Был выходной, суббота. Я шел по центральной улице в шумном потоке толпы, изредка выбираясь на менее людные отмели. Я начал щелкать. Толпа несла меня, оглядывая, ощупывая, взвешивая. Город плыл мимо во всем своем великолепном бардаке. Заново отделанные фасады многоэтажек, искристый фонтан, новенькая плитка тротуаров, елочки, колоссальный бетонный остов будущей мечети. И рядом — многоэтажки, разрушенные бомбами, бурьян, ворота с надписью белым по ржави: «Мыны! Берегись!», слепое и изувеченное административное здание, над которым торчат редкие стеклянные буквы из прошлого, можно угадать лозунг: «Искусство принадлежит народу», но от первого
Люди улыбались. Это казалось странным. Я думал, пырнут ножом или пристрелят. Но каждый встречный с удовольствием подставлял себя под объектив, прохожие сами спрашивали: «Вы откуда?» — услышав, что из Москвы, загорались еще большим любопытством. Женщины, торгующие на рынке, щетинистые парни, безногий инвалид на тележке, девушки в платочках и с кокетливыми лентами в волосах и, конечно, мальчишки чумазые — десятки, сотни лиц обращены к тебе, и в каждом готовность стать новым снимком. Как будто сговорились. И даже компания бородачей в черном. Остановились, подняли вверх автоматы. Их не надо было просить: они сами раскрыли рты. Показали такие разные зубы: золотые коронки, крепкие клыки, гнилые осколки.
— Вы в черном? — спросил я.
— Если в черном, значит, кадыровец, — сказал пафосно самый жирный и самый яркий бородач.
Потом я зашел в кафе, сел в отдельную нишу в стене за грубый деревянный стол, задернулся несвежей светло-синей шторкой и выпил большую пиалу калмыцкого чая — с молоком и солью. Потом снова гулял.

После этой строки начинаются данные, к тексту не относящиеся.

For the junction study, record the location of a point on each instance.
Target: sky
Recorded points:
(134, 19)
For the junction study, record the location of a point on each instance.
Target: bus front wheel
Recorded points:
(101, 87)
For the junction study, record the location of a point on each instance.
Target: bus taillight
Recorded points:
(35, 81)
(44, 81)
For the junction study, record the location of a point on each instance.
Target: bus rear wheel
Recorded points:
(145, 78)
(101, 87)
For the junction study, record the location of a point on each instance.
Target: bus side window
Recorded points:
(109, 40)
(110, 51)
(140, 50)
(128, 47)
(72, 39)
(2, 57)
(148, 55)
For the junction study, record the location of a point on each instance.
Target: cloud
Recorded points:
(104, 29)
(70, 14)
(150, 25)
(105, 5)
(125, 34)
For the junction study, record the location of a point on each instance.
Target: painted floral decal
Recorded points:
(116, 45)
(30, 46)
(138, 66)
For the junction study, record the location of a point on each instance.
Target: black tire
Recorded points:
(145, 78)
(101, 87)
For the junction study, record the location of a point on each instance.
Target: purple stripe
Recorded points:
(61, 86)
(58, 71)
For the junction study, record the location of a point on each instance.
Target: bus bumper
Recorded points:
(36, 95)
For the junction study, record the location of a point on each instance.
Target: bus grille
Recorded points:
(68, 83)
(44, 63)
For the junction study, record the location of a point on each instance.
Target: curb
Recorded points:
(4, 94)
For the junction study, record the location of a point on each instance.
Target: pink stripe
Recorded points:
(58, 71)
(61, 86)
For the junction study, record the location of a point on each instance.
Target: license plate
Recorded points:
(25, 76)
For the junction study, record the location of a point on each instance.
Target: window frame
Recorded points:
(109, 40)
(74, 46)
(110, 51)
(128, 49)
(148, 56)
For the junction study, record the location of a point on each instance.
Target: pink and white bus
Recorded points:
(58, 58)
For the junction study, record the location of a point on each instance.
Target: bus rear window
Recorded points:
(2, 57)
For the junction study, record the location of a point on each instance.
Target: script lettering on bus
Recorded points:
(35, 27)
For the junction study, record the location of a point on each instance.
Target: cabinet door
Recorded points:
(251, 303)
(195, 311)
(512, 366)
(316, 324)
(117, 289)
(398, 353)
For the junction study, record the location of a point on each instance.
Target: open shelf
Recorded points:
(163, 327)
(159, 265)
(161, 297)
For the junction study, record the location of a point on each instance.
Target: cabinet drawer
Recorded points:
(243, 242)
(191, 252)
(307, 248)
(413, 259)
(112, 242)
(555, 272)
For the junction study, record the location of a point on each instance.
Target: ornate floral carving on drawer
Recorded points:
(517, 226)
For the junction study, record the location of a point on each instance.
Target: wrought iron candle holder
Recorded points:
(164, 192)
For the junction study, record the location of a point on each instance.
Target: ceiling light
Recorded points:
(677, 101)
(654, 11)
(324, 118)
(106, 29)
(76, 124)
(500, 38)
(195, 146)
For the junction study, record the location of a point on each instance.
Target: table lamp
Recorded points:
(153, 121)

— Может, сходим куда? — спросил у девицы, которая позировала с восторгом и словно бы даже вожделением.
Она огорченно скуксилась:
— Мне нельзя.
Я расстрелял ее на камеру много раз. Потом захотелось в туалет. Зашел в первое попавшееся здание, пошел по коридору, впереди раздавались сочные хлюпающие звуки и вскрики страсти. Это был ринг, поделенный на куски. Десяток парней голых по пояс бились друг с другом в боксерских перчатках. Они потели и задыхались, я прицелился и начал стрелять: некоторые глянули, ощерились бодро и продолжили биться. Один боксер отскочил к веревкам ограждения, повернулся под вспышку и высоко воздел резиновый кулак. Я пошел дальше через здание и опять угодил на улицу.
— Где здесь туалет?
— Да вон, на площади трех дураков, — сказал старик в папахе.
— Трех дураков?
— Там памятник. Советский еще. Три бойца. А ты меня сфотографируешь? Сфотографируй — тогда дальше расскажу. — И он продолжил сквозь вспышки: — На этой площади трех расстреляли. После первой войны при Аслане. Три грабителя. Шайтаны. Их вывели и расстреляли. А весь город смотрел. — Фотоаппарат снова болтался у меня на груди. — Вон туалет. Справа от памятника сарай стоит. Видишь? Бутылки вокруг…
— А зачем бутылки?
— Как зачем? Мы же мусульмане. У вас бумагой, у нас водой. Ты откуда приехал?
— Из Москвы.
— Сын у меня там. А другого ваши убили. Украли и запытали, а тело не отдали нам. Сфотографируй последний раз!
Навстречу вспышке он широко улыбнулся: сильное лицо, острый взгляд, белая борода, папаха, похожая на гору гречневой каши.
В сумерках я поймал попутку, и, как Умар предсказывал, всего за полтинник парень в спортивном костюме довез меня на окраину — в кирпичный дом.